Escalada da repressão no Irã aprofunda crise interna e aumenta a pressão internacional
Milhares de iranianos se reuniram nesta segunda‑feira (12) na Praça Enghelab, no centro de Teerã, em um ato organizado pelo regime para demonstrar apoio à República Islâmica e homenagear integrantes das forças de segurança mortos durante os protestos antigovernamentais. A imprensa francesa destaca que a atual onda de protestos marca um ponto de inflexão para a República Islâmica.
Imagens exibidas pela televisão estatal mostraram manifestantes agitando bandeiras nacionais e participando de orações em memória das vítimas do que o governo classifica como "tumultos".
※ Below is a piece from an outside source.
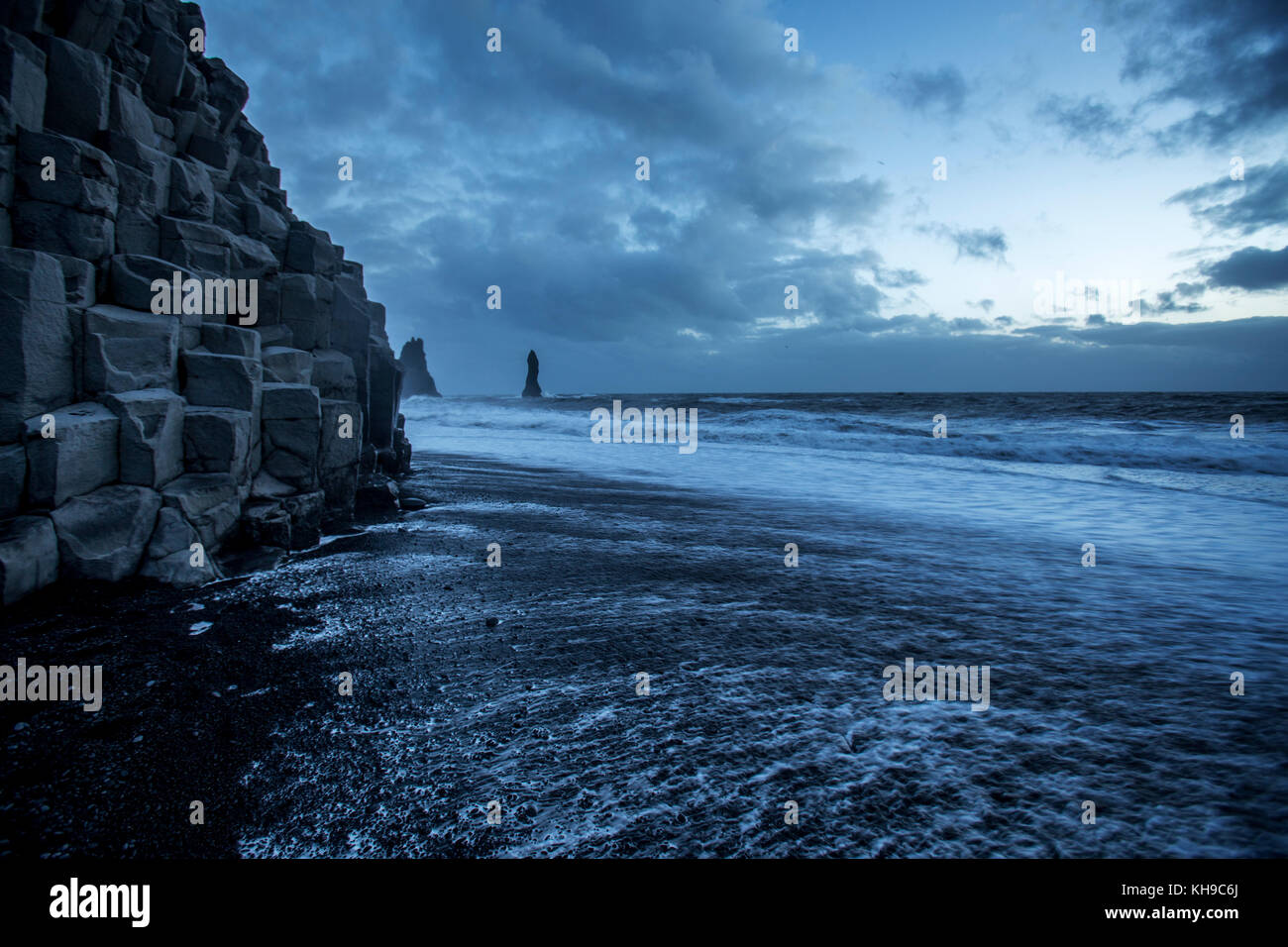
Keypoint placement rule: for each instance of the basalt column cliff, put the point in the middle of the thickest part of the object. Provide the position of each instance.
(185, 368)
As mobilizações anti e pró-regime ocorrem em meio à intensificação da repressão aos opositores, que se espalharam pelo país desde o fim de dezembro e já deixaram centenas de mortos, segundo organizações de direitos humanos. No plano diplomático, a crise ganha novos contornos: a União Europeia informou que avalia a imposição de novas sanções contra o Irã, em resposta à violência empregada pelo regime.
Os Estados Unidos também endureceram o tom. No domingo (11), o presidente Donald Trump ameaçou uma intervenção militar caso a repressão continue. Nesta segunda-feira, o ministro das Relações Exteriores do Irã, Abbas Araghchi, declarou que o país está "preparado tanto para a guerra quanto para negociações", sinalizando uma estratégia de dissuasão diante da pressão internacional.
Ponto de inflexão?
Na França, o jornal Les Échos questiona até onde o regime conseguirá resistir à contestação social, quase 47 anos após a Revolução Islâmica de 1979. Os protestos tiveram início em Teerã, em 28 de dezembro, liderados por comerciantes afetados pela alta do custo de vida e pela forte desvalorização da moeda, mas rapidamente se espalharam por todo o país, ampliando seu caráter político.
Em entrevista ao Le Parisien, o historiador Clément Therme, especialista em Irã e professor da Universidade Paul‑Valéry de Montpellier, afirma que a contestação é política desde sua origem. Segundo ele, há dois fatores centrais: o uso massivo dos recursos nacionais para sustentar a ideologia do regime - por meio de investimentos em propaganda, forças de segurança, instituições religiosas e uma política regional dispendiosa, com envolvimento em Gaza e no Líbano - em detrimento das necessidades econômicas da população. Além disso, o isolamento internacional e as sanções impostas ao país aprofundam a crise econômica e alimentam a revolta social.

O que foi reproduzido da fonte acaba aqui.